Srečko Kosovel (1904–1926) is our nation’s most eminent poet after the Slovene ‘moderna‘ period (1899–1918). He grew up in Tomaj in southwest Slovenia, a fascinating Karst landscape that left a profound mark on his creative expression spanning poems, essays and short prose. His verses first emerged while he was in secondary school, appearing in student journals and literary magazines. He was the co-founder of the student literary drama society Ivan Cankar named in honour of the greatest Slovene writer, which published the magazine Mladina (Youth) featuring Kosovel’s essays.

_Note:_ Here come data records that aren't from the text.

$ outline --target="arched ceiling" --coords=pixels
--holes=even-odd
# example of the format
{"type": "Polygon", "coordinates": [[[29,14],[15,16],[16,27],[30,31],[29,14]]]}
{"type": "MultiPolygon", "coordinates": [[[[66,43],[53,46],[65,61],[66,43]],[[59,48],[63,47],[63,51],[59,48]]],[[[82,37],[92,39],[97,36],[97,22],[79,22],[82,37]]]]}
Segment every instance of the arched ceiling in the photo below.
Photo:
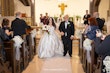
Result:
{"type": "Polygon", "coordinates": [[[19,1],[21,1],[25,6],[31,5],[31,0],[19,0],[19,1]]]}

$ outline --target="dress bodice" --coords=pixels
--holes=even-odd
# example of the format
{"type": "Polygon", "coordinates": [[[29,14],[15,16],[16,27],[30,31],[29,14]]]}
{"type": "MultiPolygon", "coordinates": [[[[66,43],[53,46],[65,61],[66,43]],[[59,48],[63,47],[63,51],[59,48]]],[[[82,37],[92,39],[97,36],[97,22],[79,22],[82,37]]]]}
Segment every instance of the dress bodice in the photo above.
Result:
{"type": "Polygon", "coordinates": [[[53,26],[48,26],[49,35],[53,35],[55,33],[55,28],[53,26]]]}

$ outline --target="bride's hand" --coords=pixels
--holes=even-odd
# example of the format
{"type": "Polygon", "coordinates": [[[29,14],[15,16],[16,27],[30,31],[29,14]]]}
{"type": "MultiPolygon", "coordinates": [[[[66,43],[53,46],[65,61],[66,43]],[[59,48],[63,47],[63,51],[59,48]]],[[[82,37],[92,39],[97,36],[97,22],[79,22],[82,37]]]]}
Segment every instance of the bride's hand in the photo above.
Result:
{"type": "Polygon", "coordinates": [[[64,32],[60,32],[60,34],[61,34],[61,36],[63,36],[64,35],[64,32]]]}

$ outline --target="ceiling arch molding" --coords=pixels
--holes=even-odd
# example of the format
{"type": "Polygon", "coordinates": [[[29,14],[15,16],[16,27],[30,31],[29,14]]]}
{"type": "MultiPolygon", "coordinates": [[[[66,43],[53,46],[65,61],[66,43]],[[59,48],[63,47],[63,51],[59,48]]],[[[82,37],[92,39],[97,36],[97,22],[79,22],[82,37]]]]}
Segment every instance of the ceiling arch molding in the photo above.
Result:
{"type": "Polygon", "coordinates": [[[25,6],[31,5],[31,0],[19,0],[19,1],[21,1],[25,6]]]}

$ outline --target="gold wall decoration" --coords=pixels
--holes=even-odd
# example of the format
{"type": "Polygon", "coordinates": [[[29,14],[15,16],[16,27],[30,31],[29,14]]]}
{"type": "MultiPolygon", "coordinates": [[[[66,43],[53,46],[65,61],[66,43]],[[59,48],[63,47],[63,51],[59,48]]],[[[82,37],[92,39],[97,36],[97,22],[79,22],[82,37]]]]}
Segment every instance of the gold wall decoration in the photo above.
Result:
{"type": "Polygon", "coordinates": [[[63,15],[65,11],[65,7],[67,7],[67,5],[65,5],[64,3],[61,3],[61,5],[58,5],[58,7],[61,9],[61,15],[63,15]]]}

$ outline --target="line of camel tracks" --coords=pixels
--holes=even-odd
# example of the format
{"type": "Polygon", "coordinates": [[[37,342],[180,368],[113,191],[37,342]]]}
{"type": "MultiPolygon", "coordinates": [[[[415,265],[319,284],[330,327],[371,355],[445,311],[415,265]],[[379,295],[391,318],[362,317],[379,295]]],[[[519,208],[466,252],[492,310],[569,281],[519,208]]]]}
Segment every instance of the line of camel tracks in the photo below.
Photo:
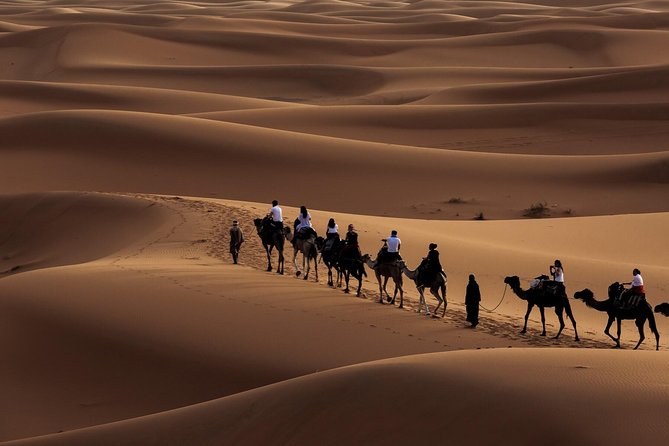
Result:
{"type": "MultiPolygon", "coordinates": [[[[424,309],[426,315],[437,317],[438,310],[443,305],[441,317],[444,317],[446,314],[448,279],[445,274],[421,274],[421,267],[411,270],[403,260],[377,263],[375,260],[372,260],[369,254],[360,255],[357,246],[355,249],[347,249],[346,241],[339,240],[339,238],[324,239],[323,237],[318,237],[313,230],[307,231],[307,234],[304,237],[298,238],[292,234],[290,228],[274,225],[271,217],[256,218],[254,220],[254,225],[267,254],[267,271],[273,270],[272,251],[276,249],[278,253],[276,272],[283,274],[283,249],[284,242],[287,240],[293,245],[293,265],[295,266],[296,275],[298,277],[303,274],[303,278],[306,280],[309,277],[310,263],[313,262],[316,281],[318,281],[318,256],[320,254],[320,261],[325,264],[328,270],[328,285],[332,287],[341,287],[342,282],[344,282],[346,285],[344,292],[348,293],[349,280],[353,277],[358,280],[356,295],[360,296],[363,277],[367,276],[365,271],[365,266],[367,266],[374,271],[379,285],[379,303],[383,303],[383,298],[385,296],[386,300],[391,305],[394,305],[397,294],[399,293],[399,308],[403,308],[404,290],[402,276],[405,275],[414,282],[416,289],[418,290],[420,296],[418,305],[419,313],[424,309]],[[297,265],[296,259],[298,253],[302,253],[302,269],[304,270],[304,273],[302,273],[297,265]],[[390,279],[392,279],[395,284],[392,297],[386,290],[386,285],[390,279]],[[437,299],[438,305],[433,312],[430,311],[425,300],[425,289],[430,290],[430,293],[437,299]]],[[[543,278],[546,277],[543,276],[543,278]]],[[[544,310],[545,308],[555,308],[555,313],[557,314],[560,323],[560,328],[555,335],[555,339],[560,337],[560,334],[565,327],[563,313],[566,313],[574,327],[575,340],[578,341],[579,337],[576,329],[576,320],[574,319],[571,305],[569,303],[569,297],[567,296],[564,286],[559,286],[555,282],[549,280],[540,280],[537,282],[536,285],[533,285],[528,289],[523,289],[518,276],[508,276],[504,279],[504,283],[513,290],[514,294],[527,302],[525,324],[521,333],[527,331],[528,318],[533,308],[536,306],[541,313],[541,336],[546,336],[544,310]]],[[[582,300],[586,306],[608,315],[604,333],[615,342],[616,348],[621,347],[621,321],[634,320],[639,330],[639,340],[634,349],[636,350],[644,341],[644,326],[646,321],[648,321],[650,330],[655,335],[655,349],[659,350],[660,334],[657,330],[653,308],[645,299],[645,295],[623,295],[625,297],[621,299],[623,290],[624,288],[621,284],[613,283],[609,286],[606,300],[597,300],[594,293],[587,288],[574,293],[574,298],[582,300]],[[617,325],[616,336],[613,336],[609,331],[614,321],[617,325]]],[[[655,312],[669,317],[669,303],[657,305],[655,307],[655,312]]]]}

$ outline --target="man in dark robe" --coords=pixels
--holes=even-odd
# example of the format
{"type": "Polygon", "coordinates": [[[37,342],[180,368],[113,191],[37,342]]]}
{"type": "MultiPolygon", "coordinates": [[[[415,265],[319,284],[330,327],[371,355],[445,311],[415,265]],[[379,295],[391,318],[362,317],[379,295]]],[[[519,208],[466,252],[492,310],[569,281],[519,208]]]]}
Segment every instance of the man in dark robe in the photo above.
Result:
{"type": "Polygon", "coordinates": [[[479,284],[476,283],[474,275],[470,274],[467,293],[465,294],[465,307],[467,308],[467,322],[472,324],[472,328],[479,323],[479,302],[481,302],[479,284]]]}

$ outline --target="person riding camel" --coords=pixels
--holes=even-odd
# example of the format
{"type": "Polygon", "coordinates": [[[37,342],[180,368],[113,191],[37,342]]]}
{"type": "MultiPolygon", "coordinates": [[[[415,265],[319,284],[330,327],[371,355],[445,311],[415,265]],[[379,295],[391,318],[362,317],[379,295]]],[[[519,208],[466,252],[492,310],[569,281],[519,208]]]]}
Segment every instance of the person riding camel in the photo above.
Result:
{"type": "Polygon", "coordinates": [[[267,216],[272,218],[272,225],[275,229],[283,229],[283,211],[279,207],[277,200],[272,201],[272,207],[267,216]]]}
{"type": "Polygon", "coordinates": [[[348,225],[344,241],[346,242],[346,246],[342,249],[340,255],[358,260],[362,259],[362,252],[360,252],[360,245],[358,244],[358,233],[355,232],[353,224],[348,225]]]}
{"type": "Polygon", "coordinates": [[[631,287],[626,290],[626,294],[630,296],[637,294],[646,297],[646,288],[643,286],[643,277],[641,277],[641,271],[637,268],[634,268],[632,271],[632,281],[623,282],[623,285],[631,285],[631,287]]]}
{"type": "Polygon", "coordinates": [[[550,266],[550,273],[551,277],[553,278],[553,281],[558,286],[558,289],[562,289],[562,291],[565,291],[564,268],[562,268],[562,262],[556,259],[555,263],[550,266]]]}
{"type": "Polygon", "coordinates": [[[331,218],[328,221],[328,227],[325,230],[325,238],[326,240],[330,240],[333,238],[338,239],[339,238],[339,225],[335,223],[335,219],[331,218]]]}
{"type": "Polygon", "coordinates": [[[382,263],[392,263],[397,260],[402,260],[400,256],[400,247],[402,246],[402,240],[397,236],[397,231],[392,230],[390,232],[390,237],[384,238],[381,240],[383,246],[379,250],[378,255],[376,256],[376,264],[380,265],[382,263]]]}
{"type": "Polygon", "coordinates": [[[330,251],[338,242],[339,226],[335,223],[335,219],[331,218],[328,221],[328,227],[325,229],[325,245],[323,251],[330,251]]]}
{"type": "Polygon", "coordinates": [[[293,238],[293,245],[298,239],[305,239],[309,234],[316,235],[316,231],[311,225],[311,214],[307,211],[306,206],[300,206],[300,213],[295,219],[295,237],[293,238]]]}
{"type": "Polygon", "coordinates": [[[432,282],[437,274],[441,274],[446,277],[446,273],[441,266],[439,261],[439,251],[437,251],[437,244],[430,243],[428,246],[427,256],[423,258],[423,261],[418,266],[418,281],[422,284],[428,284],[432,282]]]}
{"type": "Polygon", "coordinates": [[[622,282],[618,284],[617,289],[614,288],[614,285],[609,287],[609,295],[614,292],[613,304],[615,306],[626,307],[629,305],[634,305],[634,302],[638,302],[639,299],[646,298],[646,289],[643,285],[643,277],[641,277],[641,271],[639,271],[637,268],[632,270],[631,282],[622,282]],[[631,287],[625,288],[625,285],[631,285],[631,287]],[[634,296],[637,296],[637,298],[635,299],[634,296]]]}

The prolific youth began writing in the style of then-influential moderna, particularly the impressionism of Josip Murn. His early motifs were the Karst landscape idyll, the mother figure and the transience of human life, infused with a variety of symbolical meanings. The greatest part of his oeuvre sings of the land, earning him the moniker “the Lyricist of the Karst”. His poems invoke subtle sensations swelling into metaphors of national peril, motifs expressing romantic love, longing for his family and lingering premonitions of death. As he matured, Kosovel embraced expressionism, developing a visionary social and religious ideation focused on the central idea of the personal and collective apocalypse as a precursor to catharsis and, finally, the creation of a new ethos, a “new dawn”. Many of his poems deal with social injustice, the looming darkness of European political future as he saw it, and the inevitability of a paradigm-shifting global transformation. The most curious part of Kosovel’s opus are his so-called constructivist poems (the ‘Kons‘) published in the collection Integrali (Integrals), which to this day stand as one of Slovene poetry’s most avant-garde expressions.
Kosovel was of fragile health, tragically passing away at the age of twenty-two. His brief lifetime did not coincide with a publication of a poetry collection. The first one appeared in 1927 with his early poems Pesmi (Poems), followed by Izbrane pesmi (Selected Poems, 1946), Zlati čoln (The Golden Boat, 1954), Integrali ’26 (Integrals, 1967) and Ikarjev sen (Icarus’s Dream) compiled in 2004, on the 100th anniversary of his birth.
The complete range of his celebrated works today appears in three volumes of Srečko Kosovel’s Collected Works (1946–1977). In addition to sublime verse, he also wrote youth literature, published in the book Sonce ima krono (The Sun Wears a Crown), with a selection of children’s poems appearing in Naša bela mačica (Our White Willow Catkin).